Postmedia Network Inc.’s $112-million loss underscores the speed at which the newspaper market is transforming, with advertisers directing more of their budgets toward digital media and print publishers in constant restructuring mode.
The publisher of such titles as the Ottawa Citizen, Calgary Herald and National Post took a writedown of $94-million, as it acknowledges on paper that its assets won’t be as profitable as the past. It also booked nearly $17-million in restructuring and other charges, partly because of staff cuts in a program to chop operating costs by up to 20 per cent.
The problem for publishers across North America is that digital revenues are not increasing fast enough to make up for the losses in print. For Postmedia, print advertising declined by $17.6-million in the quarter to $113-million, while digital revenues increased by only $500,000 to $24-million.
“With print in decline and the fact that it seems to be more structural than recessionary we’re all wondering how newspapers are going to achieve the levels of success they’ve had in the past,” chief executive officer Paul Godfrey said in an interview. “The hope has always been that we return to the days of the cash register ringing just because we put out a paper each day, but that’s become a dream of the past.”

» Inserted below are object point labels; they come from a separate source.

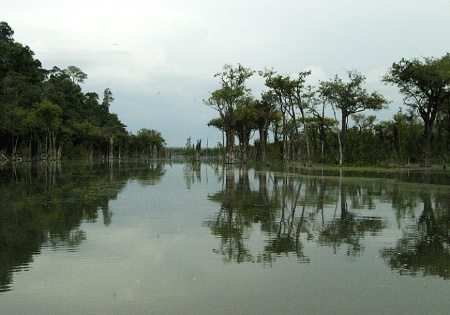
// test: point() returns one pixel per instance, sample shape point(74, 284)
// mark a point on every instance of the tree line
point(44, 114)
point(294, 114)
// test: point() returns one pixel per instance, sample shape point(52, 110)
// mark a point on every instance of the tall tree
point(425, 85)
point(225, 101)
point(350, 98)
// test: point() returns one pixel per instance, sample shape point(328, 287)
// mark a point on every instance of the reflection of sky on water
point(157, 256)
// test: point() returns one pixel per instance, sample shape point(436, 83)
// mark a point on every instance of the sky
point(159, 57)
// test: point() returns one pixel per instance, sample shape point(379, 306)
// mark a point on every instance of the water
point(161, 238)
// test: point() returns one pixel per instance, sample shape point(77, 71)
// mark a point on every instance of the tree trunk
point(230, 157)
point(426, 146)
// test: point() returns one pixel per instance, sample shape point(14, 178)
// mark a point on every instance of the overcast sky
point(159, 57)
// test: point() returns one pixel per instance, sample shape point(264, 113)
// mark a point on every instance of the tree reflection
point(424, 248)
point(44, 204)
point(290, 211)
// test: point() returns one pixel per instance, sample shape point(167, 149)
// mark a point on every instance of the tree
point(425, 85)
point(47, 116)
point(75, 74)
point(225, 101)
point(350, 98)
point(266, 113)
point(245, 124)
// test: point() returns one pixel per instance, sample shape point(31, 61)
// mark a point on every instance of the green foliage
point(45, 112)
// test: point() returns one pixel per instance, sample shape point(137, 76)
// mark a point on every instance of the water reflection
point(44, 204)
point(336, 212)
point(424, 246)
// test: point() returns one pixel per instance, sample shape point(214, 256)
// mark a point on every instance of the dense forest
point(45, 115)
point(294, 115)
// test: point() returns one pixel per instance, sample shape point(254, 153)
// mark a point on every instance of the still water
point(162, 238)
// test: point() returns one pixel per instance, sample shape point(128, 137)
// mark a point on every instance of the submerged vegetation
point(294, 114)
point(45, 115)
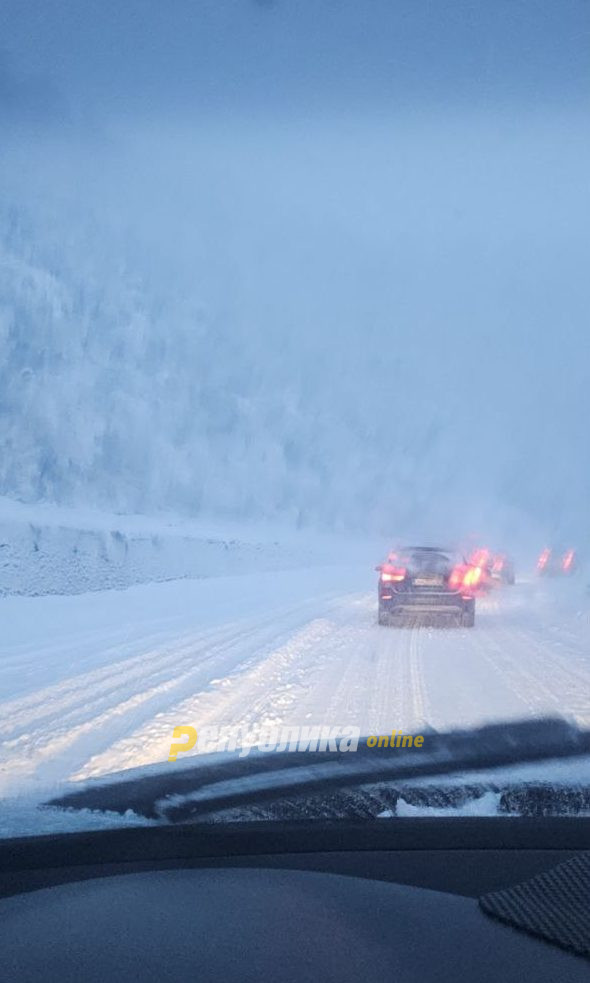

A year ago the company said it wanted to cut $120-million out of its operating budget within three years. It said yesterday it had managed to find $62-million in savings so far through a series of changes that has seen some papers cut publishing days, the publisher position eliminated at most of its dailies, millions of dollars cut from the payroll and real estate sold.
The company also introduced electronic subscriptions to its network of websites, charging up to $10 a month for digital access for those who don’t subscribe to home delivery of the company’s newspapers. It said 100,000 readers have registered so far, although most are print subscribers who have activated their free memberships.
The country’s other major publishers, including The Globe and Mail and Sun Media, have also started charging their online readers. Canada’s largest daily, the Toronto Star, has said it will bring in its own paywall by the end of the year, and could provide an update at the end of the month.
Postmedia earned 59 per cent of its revenue from print advertising, a ratio Mr. Godfrey said could settle in around 40 per cent by the time the company restructures and asks readers to pay a greater share of the company’s newsgathering costs.
Mr. Godfrey – who recently signed a three-year contract extension – wouldn’t specifically outline the company’s next cost-saving moves. But there will be changes, he said, and they will come quickly as the company continues looking for ways to return to a profit and pay down its $470-million debt.
“Cutting is a painful way for the remaining profitable players to pay for debt,” he said. “It’s painful dealing with people’s lives and there’s never a good feeling when you are letting people go. But we will outsource where we see the ability to outsource, I think there’s always more room for that.”